L'Ai e la negazione dell'errore


Mi sono chiesta come mai, ogni volta che vedo un immagine realizzata con Ai* io la riconosca a colpo d'occhio, perché mi disturbi e mi inquieti e perché non ne percepisca la presunta bellezza. 
La riconosco immediatamente, forse, perché ho una formazione artistica, sono abituata a leggere le immagini ad osservarle con attenzione ma anche, e soprattutto, perché sono totalmente prive di imperfezioni, di piccoli residui di sporco, di quelle indicazioni che restituiscono ad un'immagine il senso di realtà, non dico di verità.
 
Il difetto o per dirla con Francis Bacon"l'accidente" che genera l'occasione creativa viene azzerato. È questo che dà quella sottile sensazione di irrealtà, di spazio senza vita. E la massiccia distribuzione di queste immagini, mischiandosi con quelle vere disabitueranno sempre di più l'utente distratto, dalla fretta e dalla velocità di fruizione dei contenuti, a riconoscerle in quel metaverso abitato per tempi sempre più prolungati da ospiti altrettanto irreali.

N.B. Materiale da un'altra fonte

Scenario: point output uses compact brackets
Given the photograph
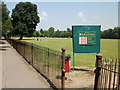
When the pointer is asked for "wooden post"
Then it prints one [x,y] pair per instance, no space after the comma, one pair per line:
[97,70]
[63,69]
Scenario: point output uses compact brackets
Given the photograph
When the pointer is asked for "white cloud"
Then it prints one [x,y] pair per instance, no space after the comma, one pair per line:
[43,16]
[80,14]
[83,18]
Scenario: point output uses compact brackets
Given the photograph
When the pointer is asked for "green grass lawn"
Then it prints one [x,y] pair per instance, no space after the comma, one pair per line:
[109,49]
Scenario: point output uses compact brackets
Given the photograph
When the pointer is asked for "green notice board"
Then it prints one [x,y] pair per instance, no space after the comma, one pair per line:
[86,38]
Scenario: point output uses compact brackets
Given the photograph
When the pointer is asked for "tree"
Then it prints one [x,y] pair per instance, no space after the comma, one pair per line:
[69,32]
[42,32]
[24,18]
[36,34]
[6,22]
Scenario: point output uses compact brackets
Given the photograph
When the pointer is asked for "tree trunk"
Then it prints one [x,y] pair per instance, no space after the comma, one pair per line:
[21,36]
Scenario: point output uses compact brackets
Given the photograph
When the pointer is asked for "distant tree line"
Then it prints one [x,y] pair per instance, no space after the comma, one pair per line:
[111,33]
[52,33]
[24,19]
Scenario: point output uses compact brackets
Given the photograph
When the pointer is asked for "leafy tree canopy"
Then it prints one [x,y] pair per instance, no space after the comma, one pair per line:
[6,21]
[24,18]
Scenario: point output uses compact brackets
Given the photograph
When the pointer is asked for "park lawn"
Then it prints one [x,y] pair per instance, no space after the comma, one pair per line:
[109,49]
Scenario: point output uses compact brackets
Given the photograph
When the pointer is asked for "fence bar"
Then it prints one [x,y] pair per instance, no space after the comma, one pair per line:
[43,59]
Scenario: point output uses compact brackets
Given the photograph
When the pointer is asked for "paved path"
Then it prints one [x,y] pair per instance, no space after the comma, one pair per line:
[16,72]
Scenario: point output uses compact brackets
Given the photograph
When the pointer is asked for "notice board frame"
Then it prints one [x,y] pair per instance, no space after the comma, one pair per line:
[86,48]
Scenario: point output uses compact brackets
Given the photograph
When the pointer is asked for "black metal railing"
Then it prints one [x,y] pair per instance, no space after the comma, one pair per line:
[43,59]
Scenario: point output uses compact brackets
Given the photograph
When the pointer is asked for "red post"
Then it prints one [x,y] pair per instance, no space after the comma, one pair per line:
[63,68]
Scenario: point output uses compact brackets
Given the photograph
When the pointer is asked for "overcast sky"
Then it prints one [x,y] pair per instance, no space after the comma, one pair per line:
[65,14]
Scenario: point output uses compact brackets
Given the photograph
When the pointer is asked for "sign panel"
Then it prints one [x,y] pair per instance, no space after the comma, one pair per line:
[86,38]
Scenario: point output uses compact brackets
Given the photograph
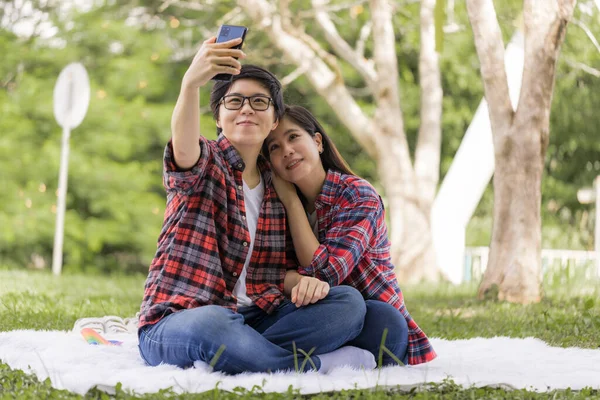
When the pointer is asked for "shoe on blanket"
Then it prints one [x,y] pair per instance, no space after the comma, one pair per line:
[107,324]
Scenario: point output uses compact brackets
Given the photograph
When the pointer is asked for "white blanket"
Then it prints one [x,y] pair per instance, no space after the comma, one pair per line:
[73,364]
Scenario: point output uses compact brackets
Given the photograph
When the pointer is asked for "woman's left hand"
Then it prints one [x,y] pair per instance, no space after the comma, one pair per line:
[286,191]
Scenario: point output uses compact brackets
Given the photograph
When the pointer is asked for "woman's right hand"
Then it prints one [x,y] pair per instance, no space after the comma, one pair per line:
[212,59]
[309,290]
[286,191]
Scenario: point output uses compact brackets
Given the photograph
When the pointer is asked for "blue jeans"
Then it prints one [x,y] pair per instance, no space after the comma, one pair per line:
[382,315]
[254,340]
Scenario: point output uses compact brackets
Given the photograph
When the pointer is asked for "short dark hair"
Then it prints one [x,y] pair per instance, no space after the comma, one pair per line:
[330,157]
[254,72]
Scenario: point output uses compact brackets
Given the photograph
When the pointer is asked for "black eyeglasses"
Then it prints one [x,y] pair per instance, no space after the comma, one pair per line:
[258,102]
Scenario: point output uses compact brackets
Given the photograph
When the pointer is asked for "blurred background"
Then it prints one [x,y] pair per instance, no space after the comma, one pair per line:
[136,53]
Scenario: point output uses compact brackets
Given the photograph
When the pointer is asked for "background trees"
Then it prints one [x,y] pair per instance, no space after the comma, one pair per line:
[136,56]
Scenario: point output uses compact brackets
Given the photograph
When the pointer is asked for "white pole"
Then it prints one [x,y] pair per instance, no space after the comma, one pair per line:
[61,202]
[597,224]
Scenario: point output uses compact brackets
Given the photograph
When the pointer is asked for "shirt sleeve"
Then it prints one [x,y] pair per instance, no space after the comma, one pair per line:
[290,251]
[185,181]
[352,228]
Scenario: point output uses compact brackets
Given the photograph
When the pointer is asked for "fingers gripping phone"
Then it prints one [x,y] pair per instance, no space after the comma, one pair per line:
[230,32]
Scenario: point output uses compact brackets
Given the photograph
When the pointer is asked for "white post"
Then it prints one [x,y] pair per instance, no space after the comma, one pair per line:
[71,100]
[469,175]
[61,202]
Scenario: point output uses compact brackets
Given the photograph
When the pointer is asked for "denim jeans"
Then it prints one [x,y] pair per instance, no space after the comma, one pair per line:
[380,316]
[253,340]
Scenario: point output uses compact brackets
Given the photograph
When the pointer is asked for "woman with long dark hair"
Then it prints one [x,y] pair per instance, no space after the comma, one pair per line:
[337,223]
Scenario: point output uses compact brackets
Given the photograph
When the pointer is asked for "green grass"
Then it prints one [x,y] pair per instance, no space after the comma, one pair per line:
[569,315]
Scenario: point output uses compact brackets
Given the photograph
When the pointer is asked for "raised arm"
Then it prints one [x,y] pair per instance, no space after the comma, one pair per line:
[212,59]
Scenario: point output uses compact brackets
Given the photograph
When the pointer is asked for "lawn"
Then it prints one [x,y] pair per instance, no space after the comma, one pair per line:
[569,315]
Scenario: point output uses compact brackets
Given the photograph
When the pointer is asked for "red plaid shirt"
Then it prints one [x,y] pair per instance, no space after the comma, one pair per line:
[204,239]
[355,250]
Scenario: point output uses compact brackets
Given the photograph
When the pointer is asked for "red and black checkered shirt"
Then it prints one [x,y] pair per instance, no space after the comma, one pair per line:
[204,239]
[355,250]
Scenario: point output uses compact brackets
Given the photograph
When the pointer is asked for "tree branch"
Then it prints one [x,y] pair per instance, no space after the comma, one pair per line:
[587,31]
[184,4]
[340,46]
[384,46]
[490,51]
[365,32]
[333,8]
[427,154]
[583,67]
[326,82]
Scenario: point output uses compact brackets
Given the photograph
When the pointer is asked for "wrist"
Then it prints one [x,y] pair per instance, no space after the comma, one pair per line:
[188,86]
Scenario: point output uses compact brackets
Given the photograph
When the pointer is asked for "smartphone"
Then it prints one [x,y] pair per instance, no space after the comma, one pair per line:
[230,32]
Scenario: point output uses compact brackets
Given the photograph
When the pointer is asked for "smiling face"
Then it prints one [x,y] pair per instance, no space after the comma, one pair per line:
[246,127]
[294,153]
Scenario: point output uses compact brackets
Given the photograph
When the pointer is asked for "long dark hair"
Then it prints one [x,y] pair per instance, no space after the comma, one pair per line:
[330,157]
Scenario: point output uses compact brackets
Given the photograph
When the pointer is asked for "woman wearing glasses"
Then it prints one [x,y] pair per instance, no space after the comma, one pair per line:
[214,292]
[337,222]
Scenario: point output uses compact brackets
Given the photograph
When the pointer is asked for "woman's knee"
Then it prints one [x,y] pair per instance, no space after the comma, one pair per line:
[350,302]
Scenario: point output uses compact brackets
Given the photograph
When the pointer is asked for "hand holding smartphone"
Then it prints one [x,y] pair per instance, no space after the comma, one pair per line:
[226,33]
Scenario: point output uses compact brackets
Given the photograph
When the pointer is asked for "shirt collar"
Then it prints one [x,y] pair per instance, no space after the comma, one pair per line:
[233,158]
[330,187]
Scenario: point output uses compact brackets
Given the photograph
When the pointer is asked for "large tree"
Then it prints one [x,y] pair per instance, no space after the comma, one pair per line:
[409,187]
[521,139]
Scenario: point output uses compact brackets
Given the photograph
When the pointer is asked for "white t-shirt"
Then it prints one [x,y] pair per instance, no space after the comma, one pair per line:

Questo mi porta ad un' altra riflessione relativa alla rappresentazione di se', che si pretende sia sempre più vicina alla perfezione, volti mascherati da filtri che lisciano la pelle, aggiungono colorito, allungano ciglia, arrossano labbra. 
Le riviste patinate trasformano corpi e volti a suon di Photoshop da decenni, non è quindi una novità, ma la sottile differenza nell'elaborazione dell'immagine di se' di oggi, sta nel cercare di diventare uguali al modello di base, non si tratta più di tendere verso il modello ma di diventarne il clone.

Eccola lì la cancellazione dell'errore, dell'imperfezione che attraverso il prodotto dell'Ai si sposta al nuovo ideale di uomo-clone che deve ritenere l'errore sempre come un fallimento. 
Quando l'errore viene negato e non considerato come via fondamentale per il miglioramento e la crescita, come strumento di evoluzione personale (ma anche sociale), ecco che si scorge un progetto di svuotamento delle identità, di perdita di competenze a fronte della rimozione della fatica, del sacrificio di comprendere ed elaborare.

Ogni volta che, per velocità, per restare sul mercato, per richiesta del mercato stesso, rinunciamo al tempo necessario per riflettere, ragionare, revisionare uno scritto, un progetto, un'immagine, perdiamo una competenza e questo non avviene per un'evoluzione che ci restituisce una nuova capacità a discapito della vecchia, ci porta via un pezzetto lasciando solo il vuoto.

Vedo intorno a me, ma a volte anche in me, un indebolimento interiore che ci rende sempre più passivi e incapaci di reagire, talmente abituati alla semplificazione da non essere più in grado di reggere la fatica della complessità. Sarà che invecchio e che mi spaventa osservare il mondo che lasceremo ai nostri figli.

Questo scritto, con tutti gli errori di ragionamento o di battitura, non è stato revisionato da Chat GPT o Gemini o Copilot, mi assumo pertanto la responsabilità di ciò che contiene.

*l'immagine presentata qui è stata generata da Canva con Ai.